I have OCD leanings, at times struggling to control my urge to wipe floors, wash my hands, and seek out typos. When Siduri and I started dating in June 2011, she introduced me to Gracie, her two-year-old, über-expressive, strawberry blonde rescue pit. As a child, I loved dogs. When we visited family who had them, I spent more time with the animals than the people. I begged my parents for a puppy. But my Indian immigrant dad decreed I had to care for myself before I could care for an animal. And our house was hardly pet-proof. As I succinctly put it, “white carpets + brown father = zero dogs.” In adulthood, valuing cleanliness and ease, allergies burgeoning, I enjoyed dogs from afar, hands in pockets so I didn’t have to wash them. Indeed, the first few meetings with Gracie, rather than pet her, my hands would wipe my nose after copious sneezes. Yet, as weeks of dating Siduri led to months of a relationship, the dog and I formed a bond — one worth soaping my hands. I embraced her, literally.

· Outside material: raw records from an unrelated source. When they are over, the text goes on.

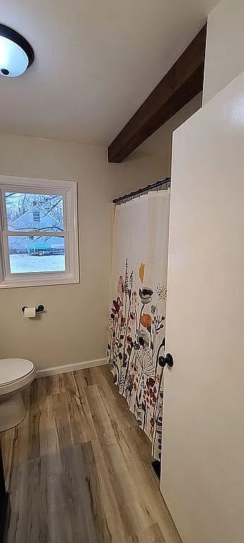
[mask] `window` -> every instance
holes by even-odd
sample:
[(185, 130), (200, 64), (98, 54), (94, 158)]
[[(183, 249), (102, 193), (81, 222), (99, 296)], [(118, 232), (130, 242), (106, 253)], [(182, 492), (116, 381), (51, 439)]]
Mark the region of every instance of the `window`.
[(77, 185), (0, 176), (0, 287), (78, 283)]

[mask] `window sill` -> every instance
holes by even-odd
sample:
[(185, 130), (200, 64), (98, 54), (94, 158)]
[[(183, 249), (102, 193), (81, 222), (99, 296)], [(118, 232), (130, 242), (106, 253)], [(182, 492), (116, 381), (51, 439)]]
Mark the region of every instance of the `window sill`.
[[(43, 274), (42, 274), (43, 276)], [(59, 274), (55, 275), (53, 274), (51, 276), (49, 277), (27, 277), (25, 274), (25, 278), (20, 278), (15, 276), (14, 278), (6, 278), (0, 283), (1, 288), (18, 288), (19, 287), (25, 286), (48, 286), (51, 285), (67, 285), (74, 284), (80, 283), (79, 277), (74, 277), (73, 276), (63, 274), (61, 276)]]

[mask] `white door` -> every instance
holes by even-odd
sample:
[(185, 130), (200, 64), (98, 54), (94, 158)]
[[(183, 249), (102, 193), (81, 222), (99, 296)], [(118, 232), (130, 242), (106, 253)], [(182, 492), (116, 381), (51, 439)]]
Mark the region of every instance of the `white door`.
[(184, 543), (244, 542), (244, 72), (173, 136), (161, 489)]

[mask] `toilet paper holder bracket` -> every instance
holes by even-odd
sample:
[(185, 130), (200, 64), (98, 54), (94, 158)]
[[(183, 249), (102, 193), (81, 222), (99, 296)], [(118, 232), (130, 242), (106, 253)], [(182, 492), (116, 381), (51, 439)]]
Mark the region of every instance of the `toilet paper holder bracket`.
[[(22, 311), (23, 313), (25, 313), (25, 309), (26, 308), (28, 308), (28, 305), (24, 305), (24, 306), (23, 306), (23, 307), (21, 308), (21, 311)], [(37, 307), (35, 308), (35, 311), (36, 311), (36, 313), (42, 313), (42, 311), (44, 311), (44, 309), (45, 309), (44, 306), (44, 305), (42, 305), (42, 304), (41, 303), (39, 305), (38, 305), (38, 306), (37, 306)]]

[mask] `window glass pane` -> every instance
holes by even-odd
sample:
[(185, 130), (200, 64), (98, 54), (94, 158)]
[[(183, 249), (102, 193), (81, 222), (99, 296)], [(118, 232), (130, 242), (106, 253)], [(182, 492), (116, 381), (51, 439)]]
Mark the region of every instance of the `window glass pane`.
[(5, 192), (8, 230), (63, 231), (61, 194)]
[(8, 235), (11, 274), (65, 272), (65, 240), (61, 236)]

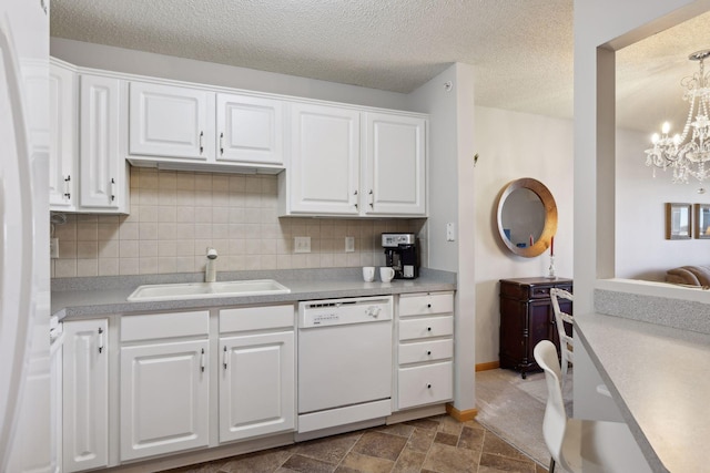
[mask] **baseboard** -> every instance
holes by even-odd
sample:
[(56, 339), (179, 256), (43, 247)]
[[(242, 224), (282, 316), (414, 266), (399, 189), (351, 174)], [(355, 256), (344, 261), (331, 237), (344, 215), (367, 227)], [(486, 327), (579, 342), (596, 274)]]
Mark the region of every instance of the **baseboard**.
[(446, 413), (456, 419), (459, 422), (473, 421), (478, 414), (478, 409), (467, 409), (459, 411), (452, 404), (446, 404)]
[(496, 370), (500, 368), (500, 361), (488, 361), (487, 363), (476, 364), (476, 371)]

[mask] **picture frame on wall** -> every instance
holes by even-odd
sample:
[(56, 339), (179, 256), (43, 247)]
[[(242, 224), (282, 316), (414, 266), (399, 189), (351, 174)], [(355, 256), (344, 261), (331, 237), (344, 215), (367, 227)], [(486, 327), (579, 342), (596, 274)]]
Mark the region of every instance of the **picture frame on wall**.
[(692, 204), (666, 203), (666, 239), (692, 238)]
[(710, 204), (696, 204), (696, 238), (710, 239)]

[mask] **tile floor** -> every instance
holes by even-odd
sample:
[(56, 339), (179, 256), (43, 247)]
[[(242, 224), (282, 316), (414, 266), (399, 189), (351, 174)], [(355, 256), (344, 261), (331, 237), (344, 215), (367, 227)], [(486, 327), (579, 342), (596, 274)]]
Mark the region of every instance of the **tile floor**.
[(233, 456), (171, 473), (546, 473), (476, 421), (437, 415)]

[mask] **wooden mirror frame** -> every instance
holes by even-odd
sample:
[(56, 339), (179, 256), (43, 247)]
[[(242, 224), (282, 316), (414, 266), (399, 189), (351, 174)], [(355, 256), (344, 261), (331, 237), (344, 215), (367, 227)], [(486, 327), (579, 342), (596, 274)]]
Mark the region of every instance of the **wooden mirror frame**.
[[(525, 248), (518, 248), (515, 246), (503, 230), (503, 206), (506, 203), (506, 198), (515, 191), (521, 188), (534, 192), (540, 198), (542, 206), (545, 207), (545, 227), (542, 228), (542, 234), (532, 246), (527, 246)], [(500, 197), (498, 197), (497, 222), (500, 239), (510, 251), (526, 258), (539, 256), (549, 248), (550, 241), (557, 233), (557, 204), (555, 203), (555, 197), (552, 197), (552, 193), (550, 193), (545, 184), (537, 179), (524, 177), (521, 179), (513, 181), (504, 187), (500, 193)]]

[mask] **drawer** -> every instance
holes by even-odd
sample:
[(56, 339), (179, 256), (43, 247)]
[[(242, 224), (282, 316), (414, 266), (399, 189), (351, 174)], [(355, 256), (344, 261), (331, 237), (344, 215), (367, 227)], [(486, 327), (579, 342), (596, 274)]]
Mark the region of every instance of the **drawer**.
[(220, 310), (220, 333), (294, 327), (295, 307), (260, 306)]
[(399, 368), (397, 372), (397, 408), (433, 404), (454, 397), (454, 363)]
[(209, 310), (121, 317), (121, 341), (197, 337), (209, 333)]
[(399, 296), (399, 317), (449, 313), (454, 311), (452, 292), (428, 292)]
[(454, 333), (454, 316), (399, 320), (399, 340), (446, 337)]
[(445, 360), (454, 357), (454, 340), (427, 340), (416, 343), (402, 343), (398, 348), (399, 364)]

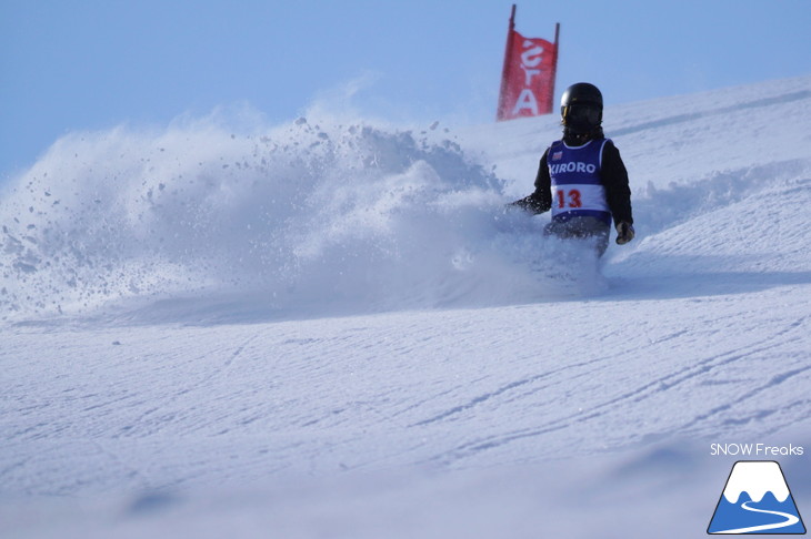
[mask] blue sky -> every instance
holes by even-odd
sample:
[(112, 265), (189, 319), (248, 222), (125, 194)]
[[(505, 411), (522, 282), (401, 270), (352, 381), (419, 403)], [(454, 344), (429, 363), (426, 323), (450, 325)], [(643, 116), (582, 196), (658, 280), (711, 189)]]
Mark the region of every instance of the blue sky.
[[(270, 123), (349, 83), (394, 122), (492, 121), (511, 0), (0, 0), (0, 179), (61, 135), (249, 103)], [(811, 73), (811, 1), (518, 1), (561, 23), (557, 99), (608, 104)], [(336, 104), (336, 106), (340, 106)]]

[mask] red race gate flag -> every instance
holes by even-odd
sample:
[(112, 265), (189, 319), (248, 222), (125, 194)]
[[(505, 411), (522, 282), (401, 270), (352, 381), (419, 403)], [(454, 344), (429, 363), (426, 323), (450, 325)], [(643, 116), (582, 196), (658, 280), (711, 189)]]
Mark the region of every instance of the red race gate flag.
[(560, 23), (555, 24), (554, 43), (540, 38), (524, 38), (515, 31), (515, 4), (512, 6), (504, 68), (501, 73), (498, 120), (552, 112), (559, 34)]

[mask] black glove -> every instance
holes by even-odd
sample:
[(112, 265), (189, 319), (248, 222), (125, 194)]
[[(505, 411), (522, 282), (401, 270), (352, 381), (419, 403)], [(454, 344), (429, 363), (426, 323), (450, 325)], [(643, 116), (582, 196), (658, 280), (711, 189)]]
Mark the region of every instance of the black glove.
[(624, 245), (633, 240), (633, 225), (627, 221), (617, 224), (617, 245)]

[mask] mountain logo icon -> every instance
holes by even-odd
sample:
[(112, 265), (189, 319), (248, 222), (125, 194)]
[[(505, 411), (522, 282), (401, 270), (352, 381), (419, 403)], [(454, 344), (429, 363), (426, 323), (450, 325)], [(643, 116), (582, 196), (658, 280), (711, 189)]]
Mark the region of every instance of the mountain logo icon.
[(707, 532), (805, 533), (805, 526), (780, 465), (773, 460), (735, 462)]

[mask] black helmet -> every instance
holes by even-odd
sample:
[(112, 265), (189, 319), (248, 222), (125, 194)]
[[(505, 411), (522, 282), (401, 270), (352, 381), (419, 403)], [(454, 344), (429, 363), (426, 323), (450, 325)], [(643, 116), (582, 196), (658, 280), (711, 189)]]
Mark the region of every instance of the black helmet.
[(560, 115), (567, 130), (590, 133), (602, 123), (602, 93), (594, 84), (578, 82), (560, 99)]

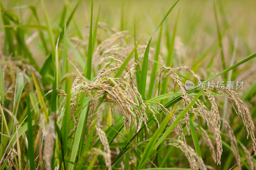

I realized I had the best of all worlds: I got to wrestle Gracie, play fetch with her, and never deal with a mess in my apartment (though the fur clinging to my clothes for dear life exasperates me to this day). Even my itching skin, tingling nose, and irritated eyes didn’t dissuade me from the few hours every week where Gracie was half mine. Things were so copacetic that I began to doubt how smoothly the man-dog relationship would go once Siduri and I lived together, a step on the horizon. Could I handle Gracie (and her fur) full time? Would I ever regret having her?
Come February 2012, Siduri and I finished moving into our first townhome. Gracie did not adjust well, acting out. A couple times, when she’d bark or growl (no more than any small dogs in the complex did), our neighbors called Animal Control. For a fleeting moment, we wondered if we could provide Gracie the best home, and how (in my case, perhaps “if”) she could better fit into our lives. Thanks to Siduri, we enforced rules with more discipline and no less love. Gracie calmed down. And one day months later, I had a realization, which I uttered with shock and a tinge of submission to Siduri: I loved the dog. And paradoxically, though my heart was full with Gracie, it was my great love for her that opened space for another dog. There was simply more love to give.